WASHINGTON – Senator John Hoeven today pressed rail industry officials and regulators for a comprehensive and timely plan to enhance safety measures for transporting petroleum products by rail. The hearing examined the current state of rail safety on the nation’s passenger and freight rail networks, including a discussion of recent rail accidents, positive train control implementation and other measure to improve rail safety.

“Producing more oil and gas is creating jobs, helping to grow our economy and making our nation more secure, but there is a real need to build the infrastructure necessary to transport that energy safely,” Hoeven said. “We need a comprehensive approach that both prevents derailments, and if a derailment occurs, that minimizes the risk of fire or explosion. Everybody has a role here – the railroads, the regulators and the shippers. We’ve got to work together to get this done.

“That means making sure we have enough inspectors, that we have properly designed tanker cars and that the railroads accurately identify their products and use the safest routes to deliver them. While we do all we can to prevent an accident, we also need to ensure that we have properly trained responders when an accident occurs.”

Testifying at the hearing were Joseph Szabo, Administrator, Federal Railroad Administration; Cynthia Quarterman, Administrator, Pipeline and Hazardous Materials Safety Administration; Christopher Hart, Vice Chairman, National Transportation Safety Board; Geoffrey Blackwell, Chief, Office of Native Affairs and Policy, Federal Communications Commission; Prentiss Searles, American Petroleum Institute; and Ed Hamberger, President and Chief Executive Officer, Association of American Railroads.

Key points Hoeven pressed at the hearing include:

  • Adequate staff and resources for inspections. As a member of the Appropriations Committee, Hoeven secured support for an additional 45 inspectors at the FRA, and asked what other steps FRA is taking in terms of manpower and technology to improve inspections.
  • PHMSA testing of Bakken crude for proper classification for transport. Hoeven said it is important that the right product go in the right tanker car to maximize safety.
  • Timely rulemaking for construction of new, safer railcars. In December 2012, Hoeven wrote to PHMSA Administrator Quarterman asking her to expedite the rules governing construction of new, safer tanker cars. At today’s hearing, Hoeven pushed her to work with the railroads and shippers to get to a rule so that the industry has certainty to move to the newer cars as soon as possible. Currently, 40 percent of the tanker cars in service are the newer, safer CPC-1232 cars manufactured after 2011, and last month, the AAR said it will work to double that to 60 percent by 2015.
  • Implementation of Positive Train Control (PTC) technology, which monitors and controls train movements to provide increased safety. The concept behind PTC is that the train receives information about its location and where it is allowed to safely travel. FRA Administrator Joseph Szabo today testified that the industry won’t complete implementation of PTC because the review process by the Federal Communications Commission (FCC) is taking too long. Hoeven questioned FCC’s delay in approving the siting of the 22,000 poles required to meet the congressional requirement to implement the system by 2015.

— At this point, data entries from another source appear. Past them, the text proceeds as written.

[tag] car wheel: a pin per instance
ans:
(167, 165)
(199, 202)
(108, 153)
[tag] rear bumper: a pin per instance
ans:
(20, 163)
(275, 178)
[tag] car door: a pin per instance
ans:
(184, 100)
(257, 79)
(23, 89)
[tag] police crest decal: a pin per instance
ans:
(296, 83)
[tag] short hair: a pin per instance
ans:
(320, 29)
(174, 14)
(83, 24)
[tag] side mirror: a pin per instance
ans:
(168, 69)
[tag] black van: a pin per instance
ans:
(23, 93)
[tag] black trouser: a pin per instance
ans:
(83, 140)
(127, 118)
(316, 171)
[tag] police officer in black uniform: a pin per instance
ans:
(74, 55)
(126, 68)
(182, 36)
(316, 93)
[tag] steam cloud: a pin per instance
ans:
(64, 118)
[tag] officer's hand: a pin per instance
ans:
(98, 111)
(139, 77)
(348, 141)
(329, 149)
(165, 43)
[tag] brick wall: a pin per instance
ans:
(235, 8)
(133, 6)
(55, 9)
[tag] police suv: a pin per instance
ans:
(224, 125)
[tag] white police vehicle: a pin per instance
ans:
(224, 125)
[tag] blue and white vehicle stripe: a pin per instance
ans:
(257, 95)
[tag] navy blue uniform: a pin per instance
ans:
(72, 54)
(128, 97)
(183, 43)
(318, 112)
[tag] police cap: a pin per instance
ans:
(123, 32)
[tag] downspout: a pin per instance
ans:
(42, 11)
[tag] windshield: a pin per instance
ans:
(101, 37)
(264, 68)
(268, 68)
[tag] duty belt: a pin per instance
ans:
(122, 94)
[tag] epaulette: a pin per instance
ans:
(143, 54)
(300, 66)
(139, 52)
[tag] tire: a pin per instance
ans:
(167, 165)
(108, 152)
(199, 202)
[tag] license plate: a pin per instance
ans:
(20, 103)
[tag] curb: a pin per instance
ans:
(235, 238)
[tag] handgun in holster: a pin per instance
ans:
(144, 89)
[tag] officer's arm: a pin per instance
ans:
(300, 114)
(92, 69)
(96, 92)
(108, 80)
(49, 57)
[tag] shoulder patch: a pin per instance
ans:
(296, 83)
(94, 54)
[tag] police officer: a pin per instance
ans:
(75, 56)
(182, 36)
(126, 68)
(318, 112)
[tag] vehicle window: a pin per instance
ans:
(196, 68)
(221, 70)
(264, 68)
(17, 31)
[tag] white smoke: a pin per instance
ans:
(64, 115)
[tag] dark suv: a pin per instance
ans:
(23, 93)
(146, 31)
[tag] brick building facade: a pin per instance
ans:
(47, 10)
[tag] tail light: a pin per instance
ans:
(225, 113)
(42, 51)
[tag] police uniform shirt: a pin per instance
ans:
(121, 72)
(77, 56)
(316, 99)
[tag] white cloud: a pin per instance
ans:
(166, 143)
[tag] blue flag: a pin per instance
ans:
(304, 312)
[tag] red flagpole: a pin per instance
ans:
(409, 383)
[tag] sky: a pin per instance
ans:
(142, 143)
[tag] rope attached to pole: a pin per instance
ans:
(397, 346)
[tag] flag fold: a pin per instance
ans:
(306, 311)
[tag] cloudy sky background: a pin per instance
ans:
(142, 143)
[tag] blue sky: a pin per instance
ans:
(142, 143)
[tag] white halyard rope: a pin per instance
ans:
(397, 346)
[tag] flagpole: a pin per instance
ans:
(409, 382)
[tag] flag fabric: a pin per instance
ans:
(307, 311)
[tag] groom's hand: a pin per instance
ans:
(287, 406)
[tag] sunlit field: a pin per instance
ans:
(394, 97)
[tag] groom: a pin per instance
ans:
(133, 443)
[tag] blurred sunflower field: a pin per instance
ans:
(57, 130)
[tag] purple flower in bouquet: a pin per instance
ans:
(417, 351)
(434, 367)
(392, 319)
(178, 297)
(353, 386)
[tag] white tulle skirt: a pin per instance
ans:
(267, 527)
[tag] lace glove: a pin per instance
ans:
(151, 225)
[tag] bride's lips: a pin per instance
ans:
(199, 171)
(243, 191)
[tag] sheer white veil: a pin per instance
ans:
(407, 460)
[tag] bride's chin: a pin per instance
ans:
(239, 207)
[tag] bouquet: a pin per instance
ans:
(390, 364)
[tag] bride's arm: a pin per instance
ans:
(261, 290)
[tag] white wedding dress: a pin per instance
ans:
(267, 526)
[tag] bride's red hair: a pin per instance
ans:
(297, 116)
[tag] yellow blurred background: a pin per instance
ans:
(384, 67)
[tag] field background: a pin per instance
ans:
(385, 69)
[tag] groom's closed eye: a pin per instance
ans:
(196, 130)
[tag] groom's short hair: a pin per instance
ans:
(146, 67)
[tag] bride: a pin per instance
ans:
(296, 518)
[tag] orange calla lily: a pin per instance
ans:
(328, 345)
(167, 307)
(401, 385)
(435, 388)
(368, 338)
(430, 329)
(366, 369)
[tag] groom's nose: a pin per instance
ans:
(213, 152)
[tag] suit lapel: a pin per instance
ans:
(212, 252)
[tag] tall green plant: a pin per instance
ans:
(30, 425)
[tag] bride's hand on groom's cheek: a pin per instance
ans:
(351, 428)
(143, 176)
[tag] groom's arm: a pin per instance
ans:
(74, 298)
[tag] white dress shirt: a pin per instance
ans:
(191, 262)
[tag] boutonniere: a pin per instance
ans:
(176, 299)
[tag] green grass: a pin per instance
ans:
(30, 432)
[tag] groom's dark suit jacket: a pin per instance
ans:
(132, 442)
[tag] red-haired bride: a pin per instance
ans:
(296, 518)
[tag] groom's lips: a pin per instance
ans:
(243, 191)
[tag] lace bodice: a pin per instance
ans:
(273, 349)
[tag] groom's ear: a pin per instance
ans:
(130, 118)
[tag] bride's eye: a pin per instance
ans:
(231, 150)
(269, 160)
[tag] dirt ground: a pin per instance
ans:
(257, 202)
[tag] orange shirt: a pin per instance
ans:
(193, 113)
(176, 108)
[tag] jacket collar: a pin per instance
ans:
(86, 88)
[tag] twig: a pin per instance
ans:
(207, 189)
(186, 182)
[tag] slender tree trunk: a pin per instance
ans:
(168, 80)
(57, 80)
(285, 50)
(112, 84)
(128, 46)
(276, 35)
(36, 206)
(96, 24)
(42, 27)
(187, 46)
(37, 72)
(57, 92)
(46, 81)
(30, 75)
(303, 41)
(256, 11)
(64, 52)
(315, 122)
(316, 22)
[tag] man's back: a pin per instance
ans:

In January, Hoeven organized a meeting with Quarterman, Department of Transportation Secretary Anthony Foxx, who oversees PHMSA, and a group of industry leaders. The group met a week later, with Foxx, Quarterman and Szabo, as well as oil and rail industry leaders to develop strategies to prevent derailments and to reduce the risk of fire or explosions should a derailment occur.

During the past few years, Hoeven has been working closely with the various federal, state and local officials responsible for rail safety, including the FRA, U.S. Department of Transportation, PHMSA and the National Transportation Safety Board, to push for the speedy and effective implementation of long-overdue policies needed to prevent rail accidents.